S. aureus IIt is a common inhabitant of our skin and nasal passages, and generally harmless. But it’s a opportunistic pathogen: When immunity is lowered, it can cause all kinds of infections, minor skin infections such as boils and abscesses, to life-threatening illnesses such as pneumonia and sepsis.

In the hospital setting, drug-resistant strains of bacteria are a serious and growing problem. S. aureus can enter the bloodstream during surgery or via medical devices such as catheters, slipping past the body’s first line of defense: the skin and mucous membrane barriers (snot).

People with weakened immune systems who visit hospitals for regular treatments such as chemotherapy are also at risk of contracting nasty “superbugs” that have become resistant to basic antibiotics.

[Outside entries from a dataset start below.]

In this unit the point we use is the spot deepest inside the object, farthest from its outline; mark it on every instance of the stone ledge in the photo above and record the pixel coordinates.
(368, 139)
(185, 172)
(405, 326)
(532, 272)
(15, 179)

In particular, people with cutaneous lymphoma are very susceptible to bacterial infections. Called cutaneous T-cell lymphoma, CTCL is a rare form of non-Hodgkin’s lymphoma that begins with cancerous T cells migrating to the skin. There, these rogue immune cells cause rashes and lesions before spreading to other parts of the body.

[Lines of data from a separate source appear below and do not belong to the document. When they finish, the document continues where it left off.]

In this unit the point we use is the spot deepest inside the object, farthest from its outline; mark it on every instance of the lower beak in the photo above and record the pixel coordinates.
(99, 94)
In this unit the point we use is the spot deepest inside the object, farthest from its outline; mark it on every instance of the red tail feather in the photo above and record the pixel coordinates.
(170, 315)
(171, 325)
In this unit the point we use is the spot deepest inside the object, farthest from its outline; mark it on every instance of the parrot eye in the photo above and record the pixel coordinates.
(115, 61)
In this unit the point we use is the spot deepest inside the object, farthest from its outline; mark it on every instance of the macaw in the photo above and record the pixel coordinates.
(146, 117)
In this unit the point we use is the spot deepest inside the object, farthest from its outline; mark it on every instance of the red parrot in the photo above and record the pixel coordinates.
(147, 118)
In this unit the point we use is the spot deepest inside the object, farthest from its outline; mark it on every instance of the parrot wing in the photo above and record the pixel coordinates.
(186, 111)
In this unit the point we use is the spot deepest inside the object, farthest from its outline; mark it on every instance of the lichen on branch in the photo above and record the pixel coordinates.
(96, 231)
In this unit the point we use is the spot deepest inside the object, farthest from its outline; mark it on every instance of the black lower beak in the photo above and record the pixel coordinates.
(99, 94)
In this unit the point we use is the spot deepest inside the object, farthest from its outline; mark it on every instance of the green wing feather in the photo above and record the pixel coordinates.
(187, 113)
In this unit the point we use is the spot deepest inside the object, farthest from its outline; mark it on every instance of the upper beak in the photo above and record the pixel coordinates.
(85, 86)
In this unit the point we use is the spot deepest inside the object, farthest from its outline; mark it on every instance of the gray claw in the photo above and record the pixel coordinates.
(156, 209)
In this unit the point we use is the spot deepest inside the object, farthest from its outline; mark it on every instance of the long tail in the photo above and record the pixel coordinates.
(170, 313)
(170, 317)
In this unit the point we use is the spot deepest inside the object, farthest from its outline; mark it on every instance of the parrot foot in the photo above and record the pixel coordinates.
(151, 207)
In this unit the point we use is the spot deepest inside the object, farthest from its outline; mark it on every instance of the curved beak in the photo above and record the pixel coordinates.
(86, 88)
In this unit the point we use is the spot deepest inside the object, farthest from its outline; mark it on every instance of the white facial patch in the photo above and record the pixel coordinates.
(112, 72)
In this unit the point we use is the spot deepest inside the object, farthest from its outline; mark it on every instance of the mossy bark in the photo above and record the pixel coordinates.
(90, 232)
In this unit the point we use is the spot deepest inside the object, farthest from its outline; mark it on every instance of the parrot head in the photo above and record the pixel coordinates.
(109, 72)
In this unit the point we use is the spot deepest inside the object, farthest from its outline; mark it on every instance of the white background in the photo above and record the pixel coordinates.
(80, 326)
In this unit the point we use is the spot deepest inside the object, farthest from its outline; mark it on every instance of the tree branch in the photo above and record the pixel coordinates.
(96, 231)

S. aureus expels substances called enterotoxins which are thought to fuel the progression of CTCL, because when patients with CTCL finish a course of antibiotics, S. aureus can quickly show up in skin lesions and their cancer symptoms can get worse.

strains of S. aureus resistant to methicillin and other antibiotics are called MRSA, and as hospitals progress curb MRSA infectionsother drug-resistant superbugs are quickly takes his place.

So in this study, Ødum and his colleagues experimented with the new class of antibacterial agents called endolysins.

Endolysins are enzymes produced naturally by bacteriophages, virus that infect bacteria. After infection, they cut through molecules called peptidoglycans that form mesh-like scaffolds in the cell wall of bacteria, destroying the bacteria from the inside.

Each bacterial species has unique peptidoglycans, which the right endolysin could selectively target. An endolysin, XZ.700, was tested in this study, on skin samples taken from people with healthy skin and from people with CTCL.

“The great thing about this enzyme is that it was designed to penetrate the wall of Staphylococcus aureus“, explain lead author and immunology researcher from the University of Copenhagen, Emil Pallesen.

“This allows it to target and kill harmful staphylococci and leave harmless skin bacteria unscathed.”

In laboratory experiments, endolysin XZ.700 killed strains of S. aureus which had been isolated from patients with CTCL and blocked its tumor-promoting effects on malignant T cells cultured in the laboratory.

Endolysin treatment also “deeply” stopped S. aureus from colonizing samples of healthy skin and biopsies of damaged skin from people with CTCL. He also got rid S. aureus colonies that had already settled on the biopsied skin.

“Our lab tests have shown that endolysins do more than just eradicate Staphylococcus aureus” from skin samples, said Ødum, but that they also “inhibit their ability to promote cancer growth”.

Although these laboratory experiments with skin biopsy specimens in plastic dishes fall far short of treating skin infections and cancer in real-life conditions, the results are promising.

Researchers hope that endolysin XZ.700 could kill drug-resistant strains such as MRSA and even biofilms, tightly-knit assemblies of microbes that are notoriously difficult to treat. Recent laboratory studies suggest that it might be possible, all without S. aureus develop resistance to endolysins.

This last point is essential, because bacteria are sneaky microbes capable of find new ways to evade and thwart antibiotic treatments faster than we can develop new drugs. More research is needed to really see if endolysins succumb to the same bacterial agility or stand firm against staph infections.

In 2019, antibiotic resistance recorded as third leading cause of death worldwide. The urgent need to find new treatments to fight drug-resistant bacteria is not just for cutaneous lymphoma patients, but a pressing global issue.

The study was published in the Journal of Investigative Dermatology.